43- Gülüşü Yeter

19.7K 2.1K 386
                                    

Araf

Cennet'in montunu özenle katlayıp sırt çantama koyarken fermuarı çekmiş, ceketimi üzerime geçirmiştim. Normalde dışarıya çıkarken sırt çantamı yanıma almazdım. Ankara'dan gelirken yanımda getirmiştim ancak Cennet'in montunu babaanneme göstermeden dışarıya çıkarmanın tek yolu buydu.

Aramızdakileri babaannem hâlâ bilmiyordu. Cennet'i utandırmak istemediğim için ben de bir şey söylememiştim. Gerçi sürekli sırıtarak telefona bakışımdan babaannem bir şey olduğunu anlamıştı ancak olayı çaksa da hiçbir şey sormuyordu.

Telefonumu elime alıp Cennet'i ararken odamda bir aşağı, bir yukarı yürüyordum. Nihayet Cennet telefonu açtığında parfümümün kapağıyla oynamaktaydım. "Cennet, çıktın mı evden?"

"Çıktım, oraya doğru geliyorum şimdi."

"Buraya doğru mu geliyorsun?"

"Evet."

"Dışarıda buluşuruz sanmıştım."

"Öyle zaten. Ama Fatma Teyzeyi aşırı özledim, 5 dakika da olsa görsem olmaz mı?"

"Sen bilirsin. Buraya gelip 5 dakika kalman ve beraber çıkmamız her şeyi açık edecek ama."

"Ha," dedikten sonra duraksadığını hissetmiştim. Dışarıya derin bir nefes verdi. "Peki o zaman, ben yarın uğrarım. Çok ihmal ettim onu. Trip atmasa bari."

"Dinlenmen gerekiyordu, trip atacağını sanmıyorum."

"Orası öyle. Kapının önünde beklerim seni o zaman. Birkaç dakikaya varmış olurum."

"Tamamdır, ben de çıkıyorum şimdi. Görüşürüz."

Telefonu kapatıp ceketimin cebine soktuğumda kapının çaldığını duymuştum. Çantamı tek omzuma atıp gözlerimi devirerek kapıya ilerledim. İki saniye verdiği kararın arkasında duramamıştı resmen.

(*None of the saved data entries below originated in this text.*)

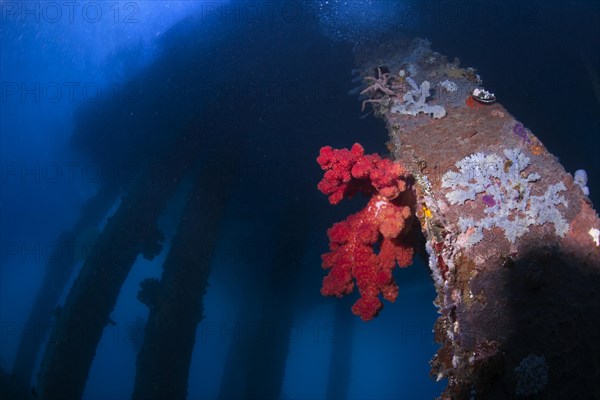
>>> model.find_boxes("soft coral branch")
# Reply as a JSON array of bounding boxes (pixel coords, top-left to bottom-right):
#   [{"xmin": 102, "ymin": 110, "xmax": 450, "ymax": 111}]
[{"xmin": 317, "ymin": 143, "xmax": 414, "ymax": 320}]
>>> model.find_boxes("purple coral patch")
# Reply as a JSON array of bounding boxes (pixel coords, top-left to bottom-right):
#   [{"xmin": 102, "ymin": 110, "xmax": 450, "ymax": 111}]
[
  {"xmin": 513, "ymin": 122, "xmax": 530, "ymax": 143},
  {"xmin": 482, "ymin": 194, "xmax": 496, "ymax": 207}
]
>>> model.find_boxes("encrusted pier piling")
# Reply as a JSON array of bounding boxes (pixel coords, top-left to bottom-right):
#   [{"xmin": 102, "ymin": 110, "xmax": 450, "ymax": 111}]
[{"xmin": 355, "ymin": 38, "xmax": 600, "ymax": 398}]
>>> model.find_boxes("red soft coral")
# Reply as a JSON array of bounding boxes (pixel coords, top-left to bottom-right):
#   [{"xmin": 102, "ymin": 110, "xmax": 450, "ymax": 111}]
[{"xmin": 317, "ymin": 144, "xmax": 414, "ymax": 321}]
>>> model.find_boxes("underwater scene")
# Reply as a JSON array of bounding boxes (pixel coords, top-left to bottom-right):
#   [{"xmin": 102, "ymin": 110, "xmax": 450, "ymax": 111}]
[{"xmin": 1, "ymin": 1, "xmax": 599, "ymax": 399}]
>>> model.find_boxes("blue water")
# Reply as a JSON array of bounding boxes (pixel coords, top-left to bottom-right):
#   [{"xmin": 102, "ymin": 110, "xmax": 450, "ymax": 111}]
[{"xmin": 1, "ymin": 1, "xmax": 598, "ymax": 399}]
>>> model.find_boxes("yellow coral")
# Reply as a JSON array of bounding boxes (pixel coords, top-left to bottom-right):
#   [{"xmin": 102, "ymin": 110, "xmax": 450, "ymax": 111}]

Bazen babaanneme daha yakın olmak istediği için beni tavladığını düşünüyordum.

Kapıyı yüzümdeki sırıtışla açıp laf atacakken gördüğüm yüzle surat ifadem donmuştu. Gözlerimi kırpıştırarak kendimi toparladım ve anneme baktım. Tereddütlü bakışları benim ve babamın yüzünde geziniyordu.

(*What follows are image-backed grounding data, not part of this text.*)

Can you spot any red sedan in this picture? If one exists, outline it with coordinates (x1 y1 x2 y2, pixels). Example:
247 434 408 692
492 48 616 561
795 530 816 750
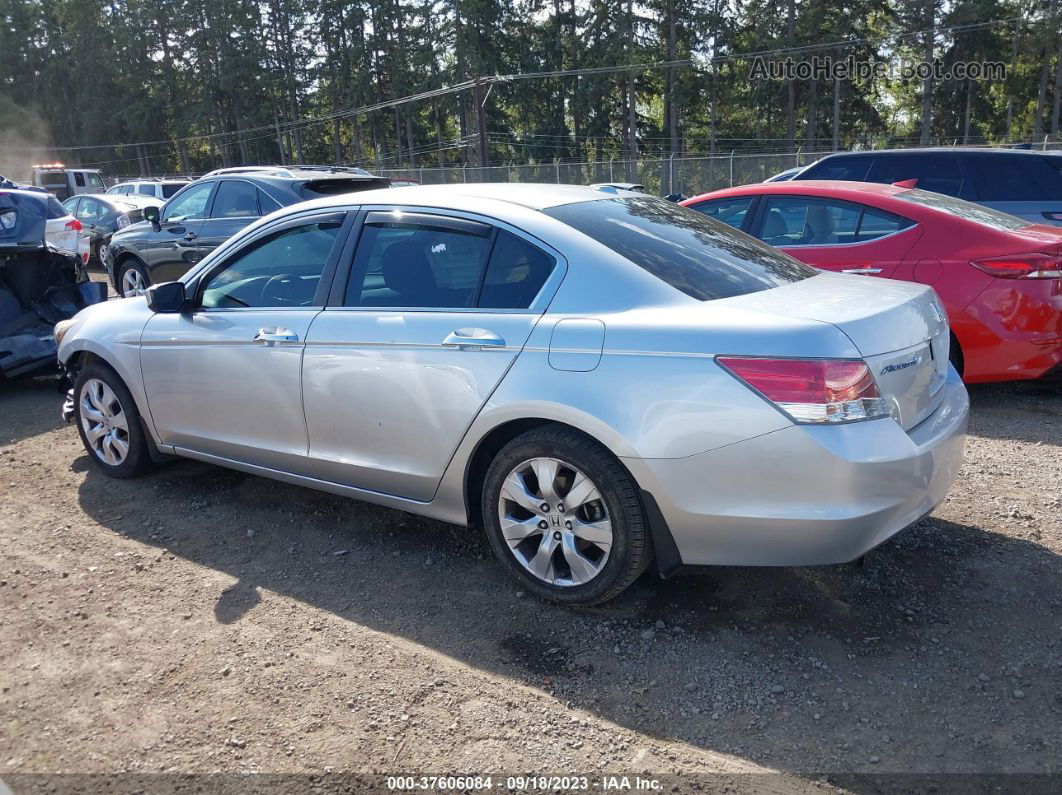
681 180 1062 383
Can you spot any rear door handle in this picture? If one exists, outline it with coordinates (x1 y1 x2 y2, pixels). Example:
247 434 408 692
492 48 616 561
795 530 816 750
254 328 299 344
441 328 506 349
841 267 883 275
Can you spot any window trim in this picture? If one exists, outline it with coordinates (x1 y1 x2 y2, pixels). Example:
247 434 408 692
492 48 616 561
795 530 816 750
750 194 917 248
325 204 567 315
188 210 353 312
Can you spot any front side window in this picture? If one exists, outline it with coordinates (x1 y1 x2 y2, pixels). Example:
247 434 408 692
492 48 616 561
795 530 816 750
799 156 874 181
87 173 104 189
74 172 86 187
544 196 815 301
162 182 214 223
869 155 963 196
211 180 260 218
346 217 494 308
687 197 754 229
200 218 344 309
76 197 103 221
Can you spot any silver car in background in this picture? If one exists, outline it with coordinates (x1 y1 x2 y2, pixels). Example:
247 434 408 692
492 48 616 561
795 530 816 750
54 184 968 604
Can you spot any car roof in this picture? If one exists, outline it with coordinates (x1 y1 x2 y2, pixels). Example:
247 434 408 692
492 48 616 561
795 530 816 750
702 179 910 198
294 182 627 212
812 147 1060 159
74 193 161 207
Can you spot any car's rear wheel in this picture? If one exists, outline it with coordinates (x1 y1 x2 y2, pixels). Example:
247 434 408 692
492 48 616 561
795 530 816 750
73 362 154 478
482 425 652 605
949 332 964 377
118 259 150 296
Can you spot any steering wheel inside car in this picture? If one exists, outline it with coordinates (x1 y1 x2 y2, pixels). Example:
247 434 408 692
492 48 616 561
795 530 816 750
261 273 304 306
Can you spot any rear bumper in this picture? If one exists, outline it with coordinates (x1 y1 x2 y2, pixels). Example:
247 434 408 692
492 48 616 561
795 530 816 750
626 366 969 567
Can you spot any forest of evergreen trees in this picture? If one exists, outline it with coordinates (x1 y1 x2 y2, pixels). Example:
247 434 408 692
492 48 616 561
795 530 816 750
0 0 1059 178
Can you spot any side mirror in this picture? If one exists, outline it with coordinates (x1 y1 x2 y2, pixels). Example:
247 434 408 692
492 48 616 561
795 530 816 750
143 205 161 229
145 281 186 313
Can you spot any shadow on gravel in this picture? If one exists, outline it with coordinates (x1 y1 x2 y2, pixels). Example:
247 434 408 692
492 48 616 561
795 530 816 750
74 449 1062 783
966 380 1062 446
0 374 64 445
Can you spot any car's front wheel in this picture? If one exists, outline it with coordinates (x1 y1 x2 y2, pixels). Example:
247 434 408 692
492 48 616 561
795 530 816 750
117 259 150 296
73 362 154 478
482 425 652 605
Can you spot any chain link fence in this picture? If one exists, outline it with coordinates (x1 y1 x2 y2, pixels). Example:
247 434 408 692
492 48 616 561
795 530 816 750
373 150 835 195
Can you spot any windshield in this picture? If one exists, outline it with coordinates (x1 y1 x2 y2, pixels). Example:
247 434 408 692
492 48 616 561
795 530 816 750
543 196 817 301
894 188 1030 231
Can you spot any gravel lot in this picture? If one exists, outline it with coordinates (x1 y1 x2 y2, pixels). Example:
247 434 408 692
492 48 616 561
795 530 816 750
1 359 1060 792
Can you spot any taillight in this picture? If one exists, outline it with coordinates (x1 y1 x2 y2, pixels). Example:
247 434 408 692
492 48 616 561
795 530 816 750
971 252 1062 279
64 218 82 231
717 357 890 424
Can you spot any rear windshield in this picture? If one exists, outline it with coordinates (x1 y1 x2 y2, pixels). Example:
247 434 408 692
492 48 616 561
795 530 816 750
300 177 390 198
894 188 1030 231
543 196 817 301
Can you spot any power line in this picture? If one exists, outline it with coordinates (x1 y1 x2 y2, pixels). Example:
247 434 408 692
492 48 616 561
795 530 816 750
1 15 1024 156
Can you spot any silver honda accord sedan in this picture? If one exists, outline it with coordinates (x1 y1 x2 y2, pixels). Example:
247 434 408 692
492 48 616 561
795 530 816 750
54 184 969 604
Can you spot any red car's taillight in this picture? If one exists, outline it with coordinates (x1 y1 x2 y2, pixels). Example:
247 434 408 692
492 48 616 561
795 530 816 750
64 218 82 231
717 357 890 424
971 252 1062 279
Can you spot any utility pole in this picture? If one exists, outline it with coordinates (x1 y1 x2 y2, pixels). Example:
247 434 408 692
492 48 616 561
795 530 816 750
474 77 488 170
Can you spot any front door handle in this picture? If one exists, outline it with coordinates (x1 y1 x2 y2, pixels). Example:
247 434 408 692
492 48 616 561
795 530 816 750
841 267 883 275
183 232 198 241
441 328 506 350
254 327 299 344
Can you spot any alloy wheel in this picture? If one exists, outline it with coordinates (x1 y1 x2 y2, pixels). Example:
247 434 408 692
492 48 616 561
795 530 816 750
79 378 130 466
497 457 613 587
121 266 146 296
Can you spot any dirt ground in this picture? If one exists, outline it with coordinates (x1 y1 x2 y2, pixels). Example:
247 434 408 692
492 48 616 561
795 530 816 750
1 352 1060 793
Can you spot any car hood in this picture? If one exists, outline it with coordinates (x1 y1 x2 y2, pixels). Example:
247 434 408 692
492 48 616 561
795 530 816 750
0 191 47 251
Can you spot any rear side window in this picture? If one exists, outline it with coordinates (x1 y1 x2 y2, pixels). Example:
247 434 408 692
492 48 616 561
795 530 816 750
46 196 67 219
161 183 184 199
798 156 874 181
894 188 1029 230
867 155 963 196
967 155 1062 201
137 183 155 196
687 197 754 229
300 177 389 198
479 231 556 309
544 196 816 301
211 180 260 218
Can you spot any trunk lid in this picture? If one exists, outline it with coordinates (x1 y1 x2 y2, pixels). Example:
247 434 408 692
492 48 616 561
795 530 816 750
726 271 950 430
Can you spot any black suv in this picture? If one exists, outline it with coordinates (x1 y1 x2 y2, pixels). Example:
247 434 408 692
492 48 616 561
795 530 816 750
104 166 389 295
794 148 1062 226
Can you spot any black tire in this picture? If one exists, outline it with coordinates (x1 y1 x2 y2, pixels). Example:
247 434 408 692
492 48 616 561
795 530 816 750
73 361 155 478
949 332 964 377
482 424 652 605
116 258 150 296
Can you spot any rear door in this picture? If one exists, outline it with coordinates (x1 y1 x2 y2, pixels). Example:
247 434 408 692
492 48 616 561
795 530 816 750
751 195 920 278
195 179 263 258
302 208 562 500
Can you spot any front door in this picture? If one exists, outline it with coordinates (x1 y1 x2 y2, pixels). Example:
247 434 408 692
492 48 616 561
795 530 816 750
140 212 349 476
302 209 561 501
195 179 264 260
141 180 215 283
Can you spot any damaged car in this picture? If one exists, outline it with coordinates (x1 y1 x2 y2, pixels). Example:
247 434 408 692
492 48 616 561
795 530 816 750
0 189 105 380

Ankara'dan döndüğümden beri babamla pek konuşmamıştık. Tüm tatilimi babaannemde kalarak geçirmiştim. Annem de her gün buraya geliyor, beni görüyordu. Kimi zaman burada kaldığı da oluyordu ancak babamın ben buradayken annesinin evine geldiğine rastlamamıştım. Bu ilkti.

"Araf? Bir yere mi gidiyorsun oğlum?" Annemin sorusuyla düşüncelerimden sıyrılıp kafamı salladım. "Evet, arkadaşlarla-..."

"Her zamanki gibi," diyerek sözlerimi bölen babama baktım. Ayakkabılarını çıkarıp içeriye girmişti. "Eğer sınav senende arkadaşlarınla takılacağına oturup biraz ders çalışsaydın şu an çok daha iyi bir yerdeydin."

Bir şey söylemek istemediğim için çenemi sıkarken annem, babamın kolunu kavrayıp "Yapma," demişti. Babamın gözleri yüzümde gezinirken "Niye sıkıyorsun kendini?" diye sormuştu. "Yalan mı? İlk senende denedin, olmadı. Mezuna kaldın yine olmadı. Madem en sonunda bu bölümü yazacaktın, bari mezuna kalmasaydın. Boşuna yedin bir seneni."

Babaannem kapı önündeki gürültüyü duyup yanımıza geldiğinde benim omuzlarımı kavramıştı. "Oğlum, tamam. Varma çocuğun üzerine."

"Merak etme," diye mırıldandıktan sonra gözlerimi babamın yüzüne diktim. "Buradaki son 13 günüm. Sonra benden kurtulacaksın."

"Oğlum, o nasıl laf öyle?" diyen annemi duymazdan geldim ve ayakkabılarımı giyerek hızlıca dışarıya çıktım. Yumruklarımı sıkarak ilerlerken bakışlarım yerdeydi.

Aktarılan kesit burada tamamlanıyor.